Hi All,
Hopefully this is the correct place to ask this question - if not please redirect me to where I can. Thank you very much!
Problem
We run an Agones Fleet with replicas: 8, where each GameServer handles 500+ concurrent game sessions. Our allocator routes games only to servers labeled canAcceptGames: true. We use allocationOverflow to mark
old servers as canAcceptGames: false during deployments, so they stop accepting new games and drain existing sessions.
Fleet config:
spec:
replicas: 8
strategy:
type: RollingUpdate
rollingUpdate:
maxSurge: 99%
maxUnavailable: 50%
allocationOverflow:
labels:
canAcceptGames: "false"
Current behavior during deployment
1. kubectl apply with a new image
2. allocationOverflow immediately marks 4 old Allocated servers as canAcceptGames: false — they stop accepting new games
3. Those 4 servers begin draining their existing 500+ game sessions (takes up to 10 minutes)

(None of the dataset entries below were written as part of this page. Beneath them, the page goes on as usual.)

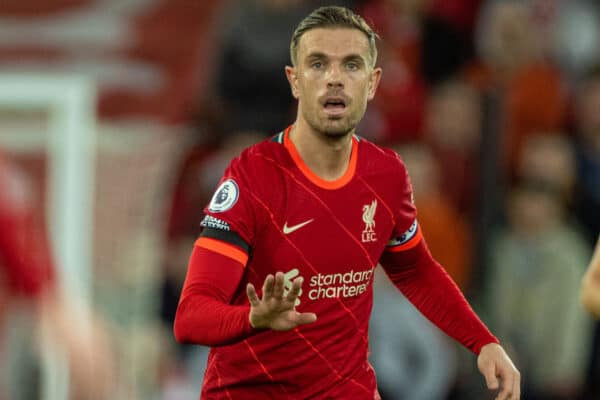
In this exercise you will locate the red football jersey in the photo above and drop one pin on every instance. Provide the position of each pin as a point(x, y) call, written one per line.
point(333, 234)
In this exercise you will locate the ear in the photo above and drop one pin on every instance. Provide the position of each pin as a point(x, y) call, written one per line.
point(291, 74)
point(374, 82)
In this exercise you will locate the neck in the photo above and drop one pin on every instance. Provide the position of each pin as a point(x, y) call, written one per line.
point(326, 156)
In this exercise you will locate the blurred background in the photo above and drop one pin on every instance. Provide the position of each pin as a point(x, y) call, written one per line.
point(118, 117)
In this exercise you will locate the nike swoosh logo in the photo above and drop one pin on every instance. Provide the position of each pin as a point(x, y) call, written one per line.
point(290, 229)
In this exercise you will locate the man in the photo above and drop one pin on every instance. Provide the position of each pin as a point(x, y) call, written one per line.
point(316, 203)
point(590, 289)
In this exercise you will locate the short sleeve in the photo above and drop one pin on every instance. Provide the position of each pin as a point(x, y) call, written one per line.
point(406, 233)
point(231, 207)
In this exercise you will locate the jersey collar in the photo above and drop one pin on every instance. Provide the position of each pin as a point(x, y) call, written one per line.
point(314, 178)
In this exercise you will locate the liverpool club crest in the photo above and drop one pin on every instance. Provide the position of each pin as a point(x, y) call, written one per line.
point(368, 235)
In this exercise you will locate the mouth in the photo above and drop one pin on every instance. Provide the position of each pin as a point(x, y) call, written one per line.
point(334, 105)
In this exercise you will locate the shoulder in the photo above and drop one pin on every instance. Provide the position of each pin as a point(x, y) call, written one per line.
point(380, 158)
point(255, 159)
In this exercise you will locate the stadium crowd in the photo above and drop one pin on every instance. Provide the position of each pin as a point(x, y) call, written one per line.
point(494, 106)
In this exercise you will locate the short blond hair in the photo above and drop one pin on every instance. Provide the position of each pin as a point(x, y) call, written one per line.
point(333, 17)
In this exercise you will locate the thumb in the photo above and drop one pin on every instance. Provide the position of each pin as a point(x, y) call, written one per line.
point(489, 372)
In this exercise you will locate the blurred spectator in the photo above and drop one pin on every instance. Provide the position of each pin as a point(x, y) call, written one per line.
point(590, 288)
point(453, 129)
point(514, 68)
point(550, 159)
point(538, 261)
point(198, 176)
point(396, 113)
point(424, 42)
point(411, 358)
point(571, 32)
point(254, 46)
point(587, 125)
point(28, 283)
point(438, 217)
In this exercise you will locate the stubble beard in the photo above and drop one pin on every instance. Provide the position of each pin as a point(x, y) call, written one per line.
point(333, 127)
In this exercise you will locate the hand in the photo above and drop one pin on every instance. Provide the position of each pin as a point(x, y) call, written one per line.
point(276, 311)
point(494, 363)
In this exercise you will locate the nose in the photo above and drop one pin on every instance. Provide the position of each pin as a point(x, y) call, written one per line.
point(334, 77)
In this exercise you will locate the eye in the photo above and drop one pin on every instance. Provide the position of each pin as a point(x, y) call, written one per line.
point(352, 66)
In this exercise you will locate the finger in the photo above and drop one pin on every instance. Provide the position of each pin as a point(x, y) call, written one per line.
point(489, 373)
point(507, 380)
point(252, 296)
point(268, 287)
point(278, 287)
point(305, 318)
point(517, 386)
point(295, 290)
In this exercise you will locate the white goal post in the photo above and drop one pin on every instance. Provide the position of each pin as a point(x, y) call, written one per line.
point(69, 143)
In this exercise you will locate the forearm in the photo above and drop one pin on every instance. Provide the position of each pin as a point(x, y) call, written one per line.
point(429, 288)
point(203, 320)
point(204, 315)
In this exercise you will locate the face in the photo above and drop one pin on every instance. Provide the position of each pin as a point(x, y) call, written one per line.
point(333, 79)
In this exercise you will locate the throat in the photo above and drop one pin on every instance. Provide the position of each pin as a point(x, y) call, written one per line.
point(327, 157)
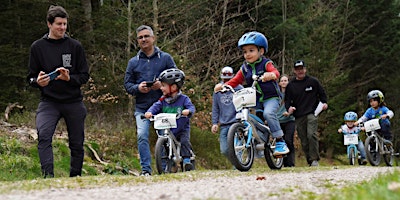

4. No new servers spin up until old servers finish draining and call SDK.Shutdown()
5. Only when an old server dies does Agones create a replacement
The result: For the entire drain period (up to 10 minutes), only 4 servers are accepting new games instead of 8. All traffic load concentrates on half the fleet. New servers don't appear until old ones fully
terminate.
What we expected
With maxSurge: 99%, we expected Agones to immediately spin up new servers alongside the old ones. The total would temporarily exceed replicas (e.g., 12 servers: 4 old draining + 4 old active + 4 new), then
converge back to 8 as old servers shut down.
What we want
1. When a deployment happens → immediately spin up new servers (e.g., 4) while old servers are still draining
2. Mark 50% of old servers as canAcceptGames: false via allocationOverflow (this part works)
3. As old draining servers finish and shut down, spin up remaining new servers until we reach replicas capacity
This way the fleet never drops below full capacity. New servers absorb load while old servers drain gracefully.
What we observe
The new GameServerSet is created but stays at desired: 0. Agones won't scale it up because it can't reduce the old GameServerSet — all old servers are Allocated and can't be removed until they call
SDK.Shutdown().
NAME SCHEDULING DESIRED CURRENT ALLOCATED READY
fleet-old-gss Packed 7 8 8 0 # can't reduce — all Allocated
fleet-new-gss Packed 0 0 0 0 # never scales up
It appears the rolling update algorithm requires old servers to be removed before creating new ones, even when maxSurge should allow headroom for additional servers.
Our workaround
We temporarily set replicas: 16 (2x) during deployment so Agones creates new servers to meet the higher count. After new servers are Allocated and receiving traffic, we scale back to replicas: 8. Old servers
drain and die without being replaced (total is still above 8).
This works but adds CI/CD orchestration complexity that we'd prefer the rolling update to handle natively.
Questions
1. Is this intended behavior? Should maxSurge create new servers even when old Allocated ones can't be removed yet?
2. Is there a way to tell Agones "create new servers first, then wait for old ones to drain" — rather than the current "reduce old first, then create new"?
3. Are there plans to support a surge-first rolling update strategy for long-lived Allocated GameServers?
Environment
- Agones version: 1.39.0
- Kubernetes: GKE
- All 8 GameServers are Allocated at deploy time, each handling 500+ active game sessions
- Drain time: up to 10 minutes per server
Thank you very much